Chinas Exportwachstum verliert im März deutlich an Schwung
Vor dem Hintergrund des Iran-Kriegs und steigender Unsicherheit im Welthandel hat Chinas Exportwachstum im März deutlich an Tempo verloren. Die Ausfuhren stiegen im Vergleich zum Vorjahresmonat nur noch um 2,5 Prozent, wie aus aktuellen Daten der chinesischen Zollbehörde hervorgeht.
Exportwachstum fällt schwächer aus als erwartet
Damit fiel das Exportwachstum erheblich schwächer aus als von Analysten erwartet.
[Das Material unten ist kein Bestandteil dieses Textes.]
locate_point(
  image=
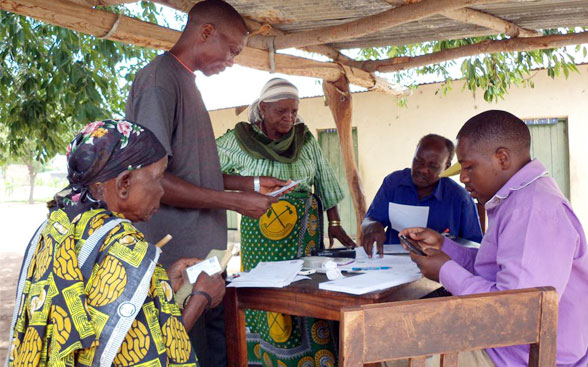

In den ersten beiden Monaten des Jahres hatten Chinas Exporte noch deutlich stärker zugelegt, was den deutlichen Rückgang im März besonders markant erscheinen lässt.
Importe steigen überraschend kräftig
Überraschend kräftig legten dagegen im März die Importe um fast 28 Prozent zu. Chinas Handelsüberschuss schrumpfte dadurch auf den niedrigsten Stand seit mehr als einem Jahr, was eine signifikante Veränderung der Handelsbilanz darstellt.
Energiepreise und Lieferketten belasten den Handel
Seit dem Beginn des Iran-Kriegs sorgen steigende Energiepreise und neue Unsicherheit über Lieferketten für erhebliche Belastungen im Welthandel. Eine besondere Rolle spielt dabei die strategisch wichtige Straße von Hormus, über die ein erheblicher Teil des weltweiten Öl- und Flüssiggastransports läuft.
Höhere Kosten für Energie und Transport dürften exportorientierte chinesische Unternehmen in besonderem Maße belasten. Zugleich könnten die Verwerfungen im Nahen Osten die Nachfrage in wichtigen Absatzmärkten dämpfen, was zusätzlichen Druck auf die Exportwirtschaft ausübt.
Grüne Technologien als stützender Faktor
Marktbeobachter sehen jedoch auch stützende Faktoren für China. So könnte die zweitgrößte Volkswirtschaft der Erde mittelfristig davon profitieren, dass sie bei grünen Energietechnologien und Elektroautos besonders stark aufgestellt ist.
Die Sorge vor steigenden Ölpreisen könnte in anderen Ländern die Nachfrage nach solchen nachhaltigen Produkten erhöhen, was China einen Wettbewerbsvorteil verschaffen könnte.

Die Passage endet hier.